A further 22 of the poorest neighbourhoods in the UK have been allocated funds from the New Deal for Communities budget for re-generation. Each partnership was given 200,000 pounds in November 1999 to develop plans to tackle problems such as crime, poor health, unemployment and educational underachievement. Local people and organizations worked together to identify neighbourhoods of between 1,000-4,000 households and decide what’s wrong and what needs to change. They also decided who should be in charge of making change happen.The partnerships have been allocated an average of 50m pounds over ten years to put their plans into action. They will draw on the experience of the 17 pathfinder projects launched in 1999, which have shown that by engaging all stakeholders in the area including residents, local businesses, voluntary organisations and service providers, results can be delivered. Examples of achievement include a community-driven package of crime-fighting measures which led to a 30% drop in crime in the area and setting up an employment agency in another area which found jobs for 28 people in the first few months of operation.
The conditions under which the award of New Deal for Communities funds were made are very similar to the conditions of the Neighbourhood Management initiative. This is designed to help deprived communities and local service providers work together at the neighbourhood level to improve and ‘join up’ local services.
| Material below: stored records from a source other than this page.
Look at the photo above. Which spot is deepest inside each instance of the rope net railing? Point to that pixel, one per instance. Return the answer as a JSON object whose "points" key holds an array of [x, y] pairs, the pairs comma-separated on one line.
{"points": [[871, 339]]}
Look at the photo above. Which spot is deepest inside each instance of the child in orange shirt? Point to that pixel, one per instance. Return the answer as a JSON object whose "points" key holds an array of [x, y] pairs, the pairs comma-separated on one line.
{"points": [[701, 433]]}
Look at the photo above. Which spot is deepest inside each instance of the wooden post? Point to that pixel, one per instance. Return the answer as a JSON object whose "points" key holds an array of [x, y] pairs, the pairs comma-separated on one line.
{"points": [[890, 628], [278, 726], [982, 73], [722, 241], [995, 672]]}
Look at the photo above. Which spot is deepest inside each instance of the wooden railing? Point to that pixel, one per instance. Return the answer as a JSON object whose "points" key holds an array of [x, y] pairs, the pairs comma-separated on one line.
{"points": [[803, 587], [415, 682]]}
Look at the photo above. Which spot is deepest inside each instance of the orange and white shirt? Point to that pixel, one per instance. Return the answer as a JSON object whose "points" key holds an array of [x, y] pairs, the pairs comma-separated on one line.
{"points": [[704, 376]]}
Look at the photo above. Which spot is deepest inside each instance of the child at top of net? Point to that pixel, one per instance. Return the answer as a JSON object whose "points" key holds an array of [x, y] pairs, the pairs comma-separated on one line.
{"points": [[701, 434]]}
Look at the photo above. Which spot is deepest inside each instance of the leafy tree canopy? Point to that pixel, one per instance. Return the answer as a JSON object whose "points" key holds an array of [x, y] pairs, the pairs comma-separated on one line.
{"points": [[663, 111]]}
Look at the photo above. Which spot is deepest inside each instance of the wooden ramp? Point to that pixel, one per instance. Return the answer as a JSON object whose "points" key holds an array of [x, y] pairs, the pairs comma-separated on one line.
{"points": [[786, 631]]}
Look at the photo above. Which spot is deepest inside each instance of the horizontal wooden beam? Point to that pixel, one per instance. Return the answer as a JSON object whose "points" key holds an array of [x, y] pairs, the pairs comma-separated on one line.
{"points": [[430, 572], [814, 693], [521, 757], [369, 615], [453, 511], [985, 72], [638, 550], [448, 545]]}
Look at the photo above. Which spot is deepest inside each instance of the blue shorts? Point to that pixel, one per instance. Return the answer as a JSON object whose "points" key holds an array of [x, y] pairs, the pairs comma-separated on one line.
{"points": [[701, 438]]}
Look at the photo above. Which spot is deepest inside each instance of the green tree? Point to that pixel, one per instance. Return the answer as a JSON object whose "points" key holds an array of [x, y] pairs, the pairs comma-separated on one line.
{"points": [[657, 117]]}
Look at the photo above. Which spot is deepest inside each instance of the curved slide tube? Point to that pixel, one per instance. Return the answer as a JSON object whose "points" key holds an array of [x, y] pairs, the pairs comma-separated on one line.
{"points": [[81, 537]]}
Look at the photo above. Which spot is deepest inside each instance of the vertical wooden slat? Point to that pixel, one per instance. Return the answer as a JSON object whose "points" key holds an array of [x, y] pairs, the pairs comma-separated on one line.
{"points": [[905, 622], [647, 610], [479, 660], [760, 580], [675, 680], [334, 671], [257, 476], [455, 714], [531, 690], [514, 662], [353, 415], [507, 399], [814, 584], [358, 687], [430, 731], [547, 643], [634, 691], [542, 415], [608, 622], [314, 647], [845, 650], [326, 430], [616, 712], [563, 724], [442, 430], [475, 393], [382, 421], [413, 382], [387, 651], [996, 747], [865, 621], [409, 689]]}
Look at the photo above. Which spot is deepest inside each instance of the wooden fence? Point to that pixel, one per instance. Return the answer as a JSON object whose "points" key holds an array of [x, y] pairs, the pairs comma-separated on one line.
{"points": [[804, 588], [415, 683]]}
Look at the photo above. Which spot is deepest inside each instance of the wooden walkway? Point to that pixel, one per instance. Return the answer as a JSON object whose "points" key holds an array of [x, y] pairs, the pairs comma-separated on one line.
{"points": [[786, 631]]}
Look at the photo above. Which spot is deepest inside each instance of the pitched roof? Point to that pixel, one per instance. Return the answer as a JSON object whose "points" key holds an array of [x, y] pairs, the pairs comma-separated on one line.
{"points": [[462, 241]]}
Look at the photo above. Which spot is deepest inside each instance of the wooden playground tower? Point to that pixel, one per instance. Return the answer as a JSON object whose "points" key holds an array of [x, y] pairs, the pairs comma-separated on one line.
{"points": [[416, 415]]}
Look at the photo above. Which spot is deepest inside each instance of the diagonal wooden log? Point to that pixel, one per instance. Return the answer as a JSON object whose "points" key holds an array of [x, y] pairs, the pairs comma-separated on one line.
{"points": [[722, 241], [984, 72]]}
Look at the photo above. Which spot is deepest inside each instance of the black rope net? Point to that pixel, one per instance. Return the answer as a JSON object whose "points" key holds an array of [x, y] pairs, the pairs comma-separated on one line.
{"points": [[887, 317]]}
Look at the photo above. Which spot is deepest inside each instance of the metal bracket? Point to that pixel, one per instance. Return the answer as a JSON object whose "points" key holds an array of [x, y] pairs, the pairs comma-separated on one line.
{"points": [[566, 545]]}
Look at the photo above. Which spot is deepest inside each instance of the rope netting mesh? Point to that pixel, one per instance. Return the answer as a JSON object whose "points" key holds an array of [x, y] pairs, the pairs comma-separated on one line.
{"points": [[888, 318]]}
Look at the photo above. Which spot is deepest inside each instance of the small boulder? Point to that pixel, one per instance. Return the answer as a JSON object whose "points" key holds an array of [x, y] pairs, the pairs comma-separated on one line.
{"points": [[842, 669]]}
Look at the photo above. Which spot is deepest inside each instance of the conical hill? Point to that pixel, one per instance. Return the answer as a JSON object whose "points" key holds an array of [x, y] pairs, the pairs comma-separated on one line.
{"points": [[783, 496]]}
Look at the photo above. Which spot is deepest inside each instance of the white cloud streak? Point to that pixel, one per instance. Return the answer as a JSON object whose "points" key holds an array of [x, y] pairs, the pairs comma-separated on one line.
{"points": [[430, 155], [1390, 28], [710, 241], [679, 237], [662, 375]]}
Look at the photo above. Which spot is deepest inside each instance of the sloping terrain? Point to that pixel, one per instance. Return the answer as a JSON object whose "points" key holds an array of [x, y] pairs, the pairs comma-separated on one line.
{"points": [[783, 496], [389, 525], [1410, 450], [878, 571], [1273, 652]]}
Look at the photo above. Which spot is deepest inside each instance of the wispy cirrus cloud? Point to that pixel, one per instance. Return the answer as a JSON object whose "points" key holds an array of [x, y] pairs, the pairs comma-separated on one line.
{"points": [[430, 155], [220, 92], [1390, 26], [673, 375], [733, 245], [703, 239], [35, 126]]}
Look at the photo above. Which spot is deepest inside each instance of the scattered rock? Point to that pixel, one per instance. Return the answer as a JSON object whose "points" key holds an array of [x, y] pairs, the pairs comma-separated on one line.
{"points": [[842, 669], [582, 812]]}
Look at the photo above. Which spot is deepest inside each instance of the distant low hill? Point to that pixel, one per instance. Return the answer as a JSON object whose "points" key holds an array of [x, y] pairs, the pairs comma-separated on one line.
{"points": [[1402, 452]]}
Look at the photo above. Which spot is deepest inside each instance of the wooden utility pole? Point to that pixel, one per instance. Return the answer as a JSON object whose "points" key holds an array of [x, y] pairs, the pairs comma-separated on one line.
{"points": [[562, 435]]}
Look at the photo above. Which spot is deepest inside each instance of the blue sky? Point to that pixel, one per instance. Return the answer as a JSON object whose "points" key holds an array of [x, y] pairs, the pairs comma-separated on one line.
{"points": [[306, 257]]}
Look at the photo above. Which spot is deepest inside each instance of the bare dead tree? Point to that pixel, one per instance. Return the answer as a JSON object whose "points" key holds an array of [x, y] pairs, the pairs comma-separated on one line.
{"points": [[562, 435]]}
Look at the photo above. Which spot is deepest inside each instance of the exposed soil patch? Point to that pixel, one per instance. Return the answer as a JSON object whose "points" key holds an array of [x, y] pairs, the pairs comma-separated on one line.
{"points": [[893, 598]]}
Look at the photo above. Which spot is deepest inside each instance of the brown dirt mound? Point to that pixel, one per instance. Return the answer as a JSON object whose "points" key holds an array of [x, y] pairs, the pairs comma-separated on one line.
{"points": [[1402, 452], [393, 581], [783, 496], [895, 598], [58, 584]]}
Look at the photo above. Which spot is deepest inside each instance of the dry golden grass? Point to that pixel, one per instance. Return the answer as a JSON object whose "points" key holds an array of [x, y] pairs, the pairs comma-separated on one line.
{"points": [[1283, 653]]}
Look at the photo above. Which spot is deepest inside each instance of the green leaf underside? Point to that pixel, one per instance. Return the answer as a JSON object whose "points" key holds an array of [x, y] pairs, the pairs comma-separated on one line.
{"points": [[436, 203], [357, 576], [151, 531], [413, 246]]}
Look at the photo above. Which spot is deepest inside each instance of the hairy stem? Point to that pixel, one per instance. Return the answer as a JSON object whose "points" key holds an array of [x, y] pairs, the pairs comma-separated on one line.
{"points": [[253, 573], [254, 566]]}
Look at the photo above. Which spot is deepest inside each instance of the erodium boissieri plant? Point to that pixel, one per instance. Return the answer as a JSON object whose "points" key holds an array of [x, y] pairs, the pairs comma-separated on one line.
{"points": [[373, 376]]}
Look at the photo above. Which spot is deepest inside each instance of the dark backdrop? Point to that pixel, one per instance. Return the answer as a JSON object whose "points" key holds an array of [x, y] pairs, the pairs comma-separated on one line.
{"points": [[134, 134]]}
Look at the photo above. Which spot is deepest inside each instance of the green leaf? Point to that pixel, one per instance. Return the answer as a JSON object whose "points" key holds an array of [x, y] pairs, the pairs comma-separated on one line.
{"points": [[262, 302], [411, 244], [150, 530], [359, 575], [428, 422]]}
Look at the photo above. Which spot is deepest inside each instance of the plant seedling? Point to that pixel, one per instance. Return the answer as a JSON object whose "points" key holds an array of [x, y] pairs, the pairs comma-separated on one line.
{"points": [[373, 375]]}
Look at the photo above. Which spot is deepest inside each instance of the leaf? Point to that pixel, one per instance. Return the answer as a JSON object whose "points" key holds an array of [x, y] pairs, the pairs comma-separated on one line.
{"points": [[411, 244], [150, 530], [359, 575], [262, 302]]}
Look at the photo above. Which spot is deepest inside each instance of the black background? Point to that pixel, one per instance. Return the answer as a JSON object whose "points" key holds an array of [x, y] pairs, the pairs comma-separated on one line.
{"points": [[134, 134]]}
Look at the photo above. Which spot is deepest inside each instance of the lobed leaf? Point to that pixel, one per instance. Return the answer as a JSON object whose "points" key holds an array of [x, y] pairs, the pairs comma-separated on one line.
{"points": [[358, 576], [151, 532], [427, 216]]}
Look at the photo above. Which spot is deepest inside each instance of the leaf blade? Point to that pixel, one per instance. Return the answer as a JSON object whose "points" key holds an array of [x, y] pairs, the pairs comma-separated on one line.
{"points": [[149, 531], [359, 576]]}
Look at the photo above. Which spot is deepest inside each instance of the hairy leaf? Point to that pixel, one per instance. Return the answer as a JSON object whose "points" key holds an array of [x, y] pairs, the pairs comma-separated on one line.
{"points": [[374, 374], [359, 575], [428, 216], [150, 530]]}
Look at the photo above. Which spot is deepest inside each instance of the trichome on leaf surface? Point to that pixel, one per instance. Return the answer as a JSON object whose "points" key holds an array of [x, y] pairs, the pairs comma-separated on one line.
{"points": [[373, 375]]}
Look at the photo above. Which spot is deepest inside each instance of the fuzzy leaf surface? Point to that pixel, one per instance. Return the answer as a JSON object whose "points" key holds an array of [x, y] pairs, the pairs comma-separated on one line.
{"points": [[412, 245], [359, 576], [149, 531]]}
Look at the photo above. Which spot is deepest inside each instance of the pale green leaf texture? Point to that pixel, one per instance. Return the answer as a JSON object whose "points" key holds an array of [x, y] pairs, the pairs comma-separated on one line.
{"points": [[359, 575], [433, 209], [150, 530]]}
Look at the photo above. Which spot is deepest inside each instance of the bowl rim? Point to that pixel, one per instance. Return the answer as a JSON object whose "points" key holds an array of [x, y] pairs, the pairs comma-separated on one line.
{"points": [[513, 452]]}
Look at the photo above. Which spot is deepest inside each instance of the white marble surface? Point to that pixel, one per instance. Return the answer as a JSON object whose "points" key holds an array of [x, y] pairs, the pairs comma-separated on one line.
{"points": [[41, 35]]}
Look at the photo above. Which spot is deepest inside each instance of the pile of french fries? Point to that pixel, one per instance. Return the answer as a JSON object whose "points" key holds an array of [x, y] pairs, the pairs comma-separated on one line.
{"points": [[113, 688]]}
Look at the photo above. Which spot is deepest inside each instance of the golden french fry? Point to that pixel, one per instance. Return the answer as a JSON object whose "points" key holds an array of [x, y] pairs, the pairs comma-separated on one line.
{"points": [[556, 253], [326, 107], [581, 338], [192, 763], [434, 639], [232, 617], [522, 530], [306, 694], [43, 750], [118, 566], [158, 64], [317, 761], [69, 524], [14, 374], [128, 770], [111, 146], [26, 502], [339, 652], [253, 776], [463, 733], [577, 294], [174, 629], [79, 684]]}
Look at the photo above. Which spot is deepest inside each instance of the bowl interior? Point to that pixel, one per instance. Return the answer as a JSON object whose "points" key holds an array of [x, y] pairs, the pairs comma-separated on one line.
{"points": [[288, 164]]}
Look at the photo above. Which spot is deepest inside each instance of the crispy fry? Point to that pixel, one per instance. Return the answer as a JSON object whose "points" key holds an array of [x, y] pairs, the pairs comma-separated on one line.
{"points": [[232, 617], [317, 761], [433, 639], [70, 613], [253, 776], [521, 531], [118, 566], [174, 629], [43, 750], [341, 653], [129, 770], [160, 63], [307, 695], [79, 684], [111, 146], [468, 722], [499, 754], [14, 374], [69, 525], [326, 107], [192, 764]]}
Applications, which had to be submitted by 20 April 2001, were invited from 83 eligible communities and the successful 15 bidders will start work on drawing up plans in November 2001. The selected communities will be given 200,000 pounds to devise their plans.
Despite the similarity between the two initiatives the Department for Environment Transport and the Regions insists that there is ‘no crossover’ and communities will not be able to benefit from both budgets.